Thursday, January 10, 2013

The Man in the Well Resp.

Ira Sher's "The Man in the Well" is mysterious and frightening.  The children find a man trapped in a well while they are playing in an abandoned lot.  Without even speaking, the children, who are presumably about nine years old, decide that they will not help the man.  The author calls attention to this point, but also makes it seem like one of the most sensible decisions in the story.  The decision to leave a grown man in a well could be interpreted as displaying the cruelty of the young children- a disturbing but "fun" and "cheery" form of cruelty that takes me back to of Shirley Jackson's "The Lottery".  In this case, the story would be about the cruelty of children, the false innocence that they can wear like a disguise, or the things children could do to adults if they had the higher ground.  The other way of interpreting the decision would be to examine what the man in the well represents.  He seems to be seen as a monster by the children instead of a man. The fact that we never see the man and there is never any dialogue between adults and the man leads me to believe the man could be imagined entirely by the children, or perhaps this is a commentary by Ira Sher on how adults often assume that children are imagining things, as this is most likely a conclusion that many readers will come to.  Most monsters are in dark, chilly places, such as under a bed or the back of a closet.  The bottom of the well is a perfect place for a monster.  Children are both fixated and utterly terrified of monsters.  There was some unspecified reason the children in the story kept returning to the well, even though they would most likely go running off in a panic and they were all so obviously scared and nervous around the well.  One possible explanation for the monster theory is that the parents of the children, who lived in walking distance and knew the children might play in the abandoned lot, conjured up a story about a monster who lives in the well to keep the children from going near the well and falling in.
Another interesting aspect of the story is how important anonymity was to both the children and the man.  In fact, we never do learn the narrator's name.
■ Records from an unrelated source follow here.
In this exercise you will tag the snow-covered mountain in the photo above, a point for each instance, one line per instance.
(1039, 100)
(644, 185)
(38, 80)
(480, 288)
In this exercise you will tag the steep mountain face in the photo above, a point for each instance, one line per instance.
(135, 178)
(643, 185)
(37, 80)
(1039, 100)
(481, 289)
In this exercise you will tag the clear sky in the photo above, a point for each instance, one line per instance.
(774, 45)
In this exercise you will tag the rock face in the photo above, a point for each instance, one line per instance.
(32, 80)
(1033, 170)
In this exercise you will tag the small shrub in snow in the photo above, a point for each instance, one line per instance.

Perhaps we can assume that it is Ira's point of view, but her name does not quite fit in with the other English names (David, Charles, Arthur, Wendy).  Not revealing their names had been "one of the rules"(118), and when Aaron discovered that his name had been discovered by the man, he felt betrayed enough to turn on the entire group.  The man in the well does not even have a face to put to the name, but he makes a big deal out of interrogating the children for their names, as well.  The two peculiar things the man from the well inquires are what their names are and whether it will rain.  I at first assumed that he was obsessed with the possibility of rain because he was thirsty, but the story's ending made me believe that the rain filled up the well and drowned the man or the man was able to swim up and out of the well.
Perhaps the strangest line in the story, and the one from which the most questions arise, is "but he wasn't going to help us now" (120).  This is after the man knows all of their names, and he is apparently now very much in control.  Knowing the children's  names gave him power of them.  Now the children needed help, but he was not going to give it to them.  Perhaps this is the beginning of his revenge on the children.  He asks, "Why didn't you tell anyone?"(120) and he seems so menacing to the children.  The abandoned lot becomes dark and the children are frightened.